A bit further down the line, standardized workflows could also be used for discovery (i.e. finding an appropriate workflow for a set of documents), or to dynamically compose sequences of Processors merely based on a workflow description.

Other aspects that could greatly benefit from standardized workflows are scalability/parallelization (e.g. while some steps require more time to complete, other steps could potentially already be started and run in parallel to reduce the overall execution time) and error handling/robustness (i.e. the ability to overcome exceptions or crashes of individual Processors without stopping the overall workflow execution).

A first steps towards standardized workflows was made with

Old WF repo: https://github.com/OCR-D/ocrd-workflows

which basically encapsulates workflows as a simple sequence of Processors in Posix shell scripts. This has a few drawbacks e.g. with regard to the validation of the sequence and the data exchange between Processors (see also the example and explanation in the wiki on workflows), or the capture of global provenance information.

Old WF format: https://github.com/OCR-D/spec/pull/171

tries to specify a standardized format for such workflows and also has a good discussion of the benefits/drawbacks of this approach, while also touching on alternatives like CWL. [Note: while initially also Taverna/SCUFL2 was a candidate, with it being retired as an Apache incubator early in 2020, we eventually discarded it]
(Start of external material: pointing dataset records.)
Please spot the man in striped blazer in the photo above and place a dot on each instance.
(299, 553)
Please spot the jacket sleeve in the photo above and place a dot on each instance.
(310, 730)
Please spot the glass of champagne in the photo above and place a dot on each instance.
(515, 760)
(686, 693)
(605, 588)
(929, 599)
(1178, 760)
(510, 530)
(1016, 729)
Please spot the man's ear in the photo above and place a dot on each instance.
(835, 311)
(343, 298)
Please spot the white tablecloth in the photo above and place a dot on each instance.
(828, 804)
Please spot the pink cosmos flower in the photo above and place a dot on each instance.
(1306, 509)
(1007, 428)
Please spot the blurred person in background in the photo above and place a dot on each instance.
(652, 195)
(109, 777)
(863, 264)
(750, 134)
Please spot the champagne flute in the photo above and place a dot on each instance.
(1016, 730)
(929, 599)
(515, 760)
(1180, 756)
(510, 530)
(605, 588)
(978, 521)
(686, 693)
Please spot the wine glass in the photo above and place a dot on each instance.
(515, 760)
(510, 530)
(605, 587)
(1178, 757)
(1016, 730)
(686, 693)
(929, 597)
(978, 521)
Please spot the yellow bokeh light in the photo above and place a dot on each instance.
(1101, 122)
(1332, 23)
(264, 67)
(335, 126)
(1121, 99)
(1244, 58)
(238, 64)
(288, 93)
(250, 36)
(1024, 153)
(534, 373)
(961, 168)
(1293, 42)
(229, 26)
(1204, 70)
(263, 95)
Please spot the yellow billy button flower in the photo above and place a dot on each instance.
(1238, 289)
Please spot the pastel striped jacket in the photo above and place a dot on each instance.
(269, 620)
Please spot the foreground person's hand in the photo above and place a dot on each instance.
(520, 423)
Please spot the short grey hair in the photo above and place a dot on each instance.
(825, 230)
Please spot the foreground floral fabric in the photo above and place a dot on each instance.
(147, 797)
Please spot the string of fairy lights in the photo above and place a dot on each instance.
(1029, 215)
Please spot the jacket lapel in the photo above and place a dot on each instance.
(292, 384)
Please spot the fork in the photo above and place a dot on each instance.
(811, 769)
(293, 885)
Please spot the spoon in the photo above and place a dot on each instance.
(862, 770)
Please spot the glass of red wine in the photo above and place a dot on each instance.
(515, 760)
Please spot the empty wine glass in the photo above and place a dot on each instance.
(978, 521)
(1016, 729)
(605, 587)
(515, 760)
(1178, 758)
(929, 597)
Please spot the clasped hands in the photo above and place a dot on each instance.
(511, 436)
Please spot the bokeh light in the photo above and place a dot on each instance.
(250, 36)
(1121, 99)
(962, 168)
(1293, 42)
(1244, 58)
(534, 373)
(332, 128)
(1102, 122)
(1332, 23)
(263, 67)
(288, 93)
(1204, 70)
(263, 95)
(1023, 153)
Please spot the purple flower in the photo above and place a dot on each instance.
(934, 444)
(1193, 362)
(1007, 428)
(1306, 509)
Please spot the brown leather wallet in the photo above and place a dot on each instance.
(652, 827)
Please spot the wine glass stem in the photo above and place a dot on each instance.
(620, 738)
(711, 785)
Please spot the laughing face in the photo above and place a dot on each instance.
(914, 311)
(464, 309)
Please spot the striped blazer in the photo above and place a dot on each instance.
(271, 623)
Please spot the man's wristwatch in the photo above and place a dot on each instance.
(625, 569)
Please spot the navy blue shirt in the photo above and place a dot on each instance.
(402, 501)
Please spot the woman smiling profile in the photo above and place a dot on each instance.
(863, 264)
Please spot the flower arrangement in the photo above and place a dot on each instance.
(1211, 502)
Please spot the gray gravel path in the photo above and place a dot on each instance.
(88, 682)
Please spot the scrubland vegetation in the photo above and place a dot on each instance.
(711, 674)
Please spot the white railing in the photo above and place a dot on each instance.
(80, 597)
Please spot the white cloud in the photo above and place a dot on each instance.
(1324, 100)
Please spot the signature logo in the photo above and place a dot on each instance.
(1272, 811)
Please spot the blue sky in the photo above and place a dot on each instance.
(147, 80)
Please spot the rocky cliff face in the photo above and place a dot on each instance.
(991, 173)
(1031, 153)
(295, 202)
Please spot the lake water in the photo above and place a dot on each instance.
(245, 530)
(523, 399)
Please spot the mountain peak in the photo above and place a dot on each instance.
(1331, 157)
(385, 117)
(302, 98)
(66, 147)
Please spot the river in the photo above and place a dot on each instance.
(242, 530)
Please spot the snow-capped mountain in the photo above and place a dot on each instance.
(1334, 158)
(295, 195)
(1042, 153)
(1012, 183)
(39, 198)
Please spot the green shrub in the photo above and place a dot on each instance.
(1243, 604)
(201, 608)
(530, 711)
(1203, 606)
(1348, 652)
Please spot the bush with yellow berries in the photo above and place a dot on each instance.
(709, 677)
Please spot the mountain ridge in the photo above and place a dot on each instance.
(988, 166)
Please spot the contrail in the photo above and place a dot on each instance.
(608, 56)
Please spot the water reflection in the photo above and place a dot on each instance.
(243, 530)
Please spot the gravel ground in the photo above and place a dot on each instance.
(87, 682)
WF Server: https://github.com/OCR-D/core/pull/652

is an implementation of a workflow server based on https://github.com/OCR-D/spec/pull/171 that already aims to overcome some of the problems in parallelization and error recovery that are well explained under

RFC: Preloading OCR-D Processors: https://hackmd.io/23-JzLp_Q96cb6T0ttoFIA

Last but not least, another relevant piece of software in this context is

Ocrd Controller: https://github.com/bertsky/ocrd_controller

which provides a network interface (via SSH) for executing Processors based on a local installation of ocrd_all, and which could be exposed to third party software such as e.g. Kitodo.

krvoigt commented 2 years ago

we need concrete requirements. There is a difference between workflow requirements and requirements of the processors. we need to provide an excample workflow and ask IMPL for agreement. Triet will take one OCR-D example and will prepare an CWL for NextFlow.